Konya'da yaşayan 89 yaşındaki Ahmet Işıkçeviren, 65 yıldır babasından öğrendiği çıkrıkçılığa devam ediyor
Abone olKonya'da babasına yardım için başladığı çıkrıkçılık mesleğini 65 yıldır devam ettiren 89 yaşındaki Ahmet Işıkçeviren, çok sevdiği sanatını ömrü yettiğince sürdürerek oğluna bırakmak istiyor. Konya'da yaşayan Ahmet Işıkçeviren, babasının ve amcasının mesleği olan çıkrıkçılığı 65 yıldır devam ettiriyor.
Asıl mesleği terzilik olan Işıkçeviren, amcasının vefatı üzerine
babasına yardım için 1958 yılında mesleğe başladı. Babasından kalma
asırlık dükkanında oğlu ile çıkrıkçılığa devam eden Işıkçeviren,
teknolojinin mesleklerini olumsuz etkilediğini, el işi ürünlere
artık vatandaşların rağbet göstermediğini belirtti. Işıkçeviren,
oğlunun da ilkokul yıllarında kendilerine yardım etmek için dükkana
geldiğini ve şimdilerde birlikte çalıştığını, çok sevdiği mesleğine
ömrü yettikçe devam edeceğini ifade etti. Ahmet Işıkçeviren,
babadan kalma tezgahında oğlu ile birlikte kaşık, oklava, havan
gibi mutfak malzemeleri başta olmak üzere, baston, takunya, topaç
gibi çok çeşitli çeşitli ahşap ürünlerini üretmeye devam
ediyor.
"Her şey teknoloji oldu,
fabrikasyona döndü"
Ahmet Işıkçeviren, ilkokula kadar okuduğunu, asıl mesleğinin
terzilik olduğunu ifade ederek, "İlkokul mezunuyum. Başka da bir
tahsilim yok benim. Bu meslek baba mesleğim, daha önceki mesleğim
terzilikti.
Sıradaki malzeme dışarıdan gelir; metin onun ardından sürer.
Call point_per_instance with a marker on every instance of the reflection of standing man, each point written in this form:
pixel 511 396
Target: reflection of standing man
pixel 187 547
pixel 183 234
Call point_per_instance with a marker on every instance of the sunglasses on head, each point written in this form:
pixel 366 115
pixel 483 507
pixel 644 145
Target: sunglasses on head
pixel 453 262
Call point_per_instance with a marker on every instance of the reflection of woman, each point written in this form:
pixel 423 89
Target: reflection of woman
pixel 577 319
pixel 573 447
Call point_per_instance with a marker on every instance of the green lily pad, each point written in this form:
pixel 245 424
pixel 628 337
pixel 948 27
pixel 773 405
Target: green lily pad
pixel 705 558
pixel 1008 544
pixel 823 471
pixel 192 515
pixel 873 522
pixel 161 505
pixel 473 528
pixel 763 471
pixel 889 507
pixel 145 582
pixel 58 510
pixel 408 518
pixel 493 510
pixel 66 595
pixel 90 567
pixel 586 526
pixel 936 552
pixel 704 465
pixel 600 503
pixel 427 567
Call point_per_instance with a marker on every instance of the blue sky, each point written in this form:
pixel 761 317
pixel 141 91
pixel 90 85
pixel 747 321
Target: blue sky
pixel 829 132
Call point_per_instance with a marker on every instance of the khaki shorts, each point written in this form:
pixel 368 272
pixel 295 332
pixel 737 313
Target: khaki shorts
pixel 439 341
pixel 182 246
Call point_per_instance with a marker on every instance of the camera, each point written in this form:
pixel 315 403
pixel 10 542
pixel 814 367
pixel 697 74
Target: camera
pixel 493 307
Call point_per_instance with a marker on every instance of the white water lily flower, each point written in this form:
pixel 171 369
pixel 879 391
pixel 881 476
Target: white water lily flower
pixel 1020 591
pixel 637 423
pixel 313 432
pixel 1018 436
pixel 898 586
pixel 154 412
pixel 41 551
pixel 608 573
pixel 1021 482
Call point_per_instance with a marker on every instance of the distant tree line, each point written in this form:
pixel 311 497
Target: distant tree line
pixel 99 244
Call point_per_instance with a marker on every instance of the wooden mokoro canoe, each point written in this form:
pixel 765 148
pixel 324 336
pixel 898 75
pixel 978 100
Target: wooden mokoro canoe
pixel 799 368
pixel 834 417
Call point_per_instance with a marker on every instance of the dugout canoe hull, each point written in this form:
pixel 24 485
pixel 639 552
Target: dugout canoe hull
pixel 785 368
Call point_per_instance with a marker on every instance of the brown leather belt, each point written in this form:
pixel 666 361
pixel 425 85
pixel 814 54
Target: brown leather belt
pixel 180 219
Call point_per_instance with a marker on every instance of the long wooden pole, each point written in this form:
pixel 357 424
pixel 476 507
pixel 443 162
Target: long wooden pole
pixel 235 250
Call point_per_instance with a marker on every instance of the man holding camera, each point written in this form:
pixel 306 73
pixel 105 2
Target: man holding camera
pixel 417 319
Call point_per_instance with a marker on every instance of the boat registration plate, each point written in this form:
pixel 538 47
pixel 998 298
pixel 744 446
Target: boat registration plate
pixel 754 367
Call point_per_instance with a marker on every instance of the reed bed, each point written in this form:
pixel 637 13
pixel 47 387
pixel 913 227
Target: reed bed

Amcam, babam bu mesleği devam ettirirdi. Amcam vefat
edince babam yalnız kaldı. İki abim de vardı, babam beni tercih
etti. Dükkanda o zamanlar işimiz de iyi değildi. 70 senedir de
buradayız. O günden bugüne maliyede kaydım var. Maliye de soruyor
bu dükkan neden bu kadar eski diye. Dükkan kirası yok, babamdan
kaldı. Kira versem ben bu mesleği yapamam. Benim mesleğim öldü. Her
şey teknolojiye kaydı, fabrikasyona döndü. Bu saatten sonra ben
fabrikasyona dönemem, yaşım 90'a yaklaştı. Bizim meslek de öldü"
dedi.
"İşi bilmiyor ama parayı
biliyor"
İşlerin zamanla değiştiğini, el işlerinin bir değeri kalmadığını
anlatan Ahmet Işıkçeviren, "Zamanla değişti, el işleri öldü. Benim
kendi yeğenlerim var bu mesleği yapıyorlar ama her taraf makine
dolu. Herkes amale götürüp, amale çalıştırıyor. Bana sanatkar
lazım. Çalışmak isteyen geliyor, direkt bana ne kadar vereceksin
diye soruyor. İşi bilmiyor ama parayı biliyor. Makinenin yaptığı
değil el işi bambaşka bir şey. Makine yapar, aynısını yapar, hatalı
falan ama aynısını çıkarır. El işinde derdini dinler ona uygun
yapar" şeklinde konuştu.
Oğluyla beraber çalıştıklarını, oğlu ilkokula giderken dükkana
gelerek iş öğrenmeye başladığını anlatan Işıkçeviren, "Oğlum da
çocukken başladı yanımda, beraber çalışıyoruz. İlkokula giderken
gelirdi dükkana babamın zamanında. 50 senedir de gelir çalışır. Sağ
olduğum sürece bu mesleği devam ettireceğim. Bu dükkan babamdan
kalmasa devam ettiremezdim" diye konuştu.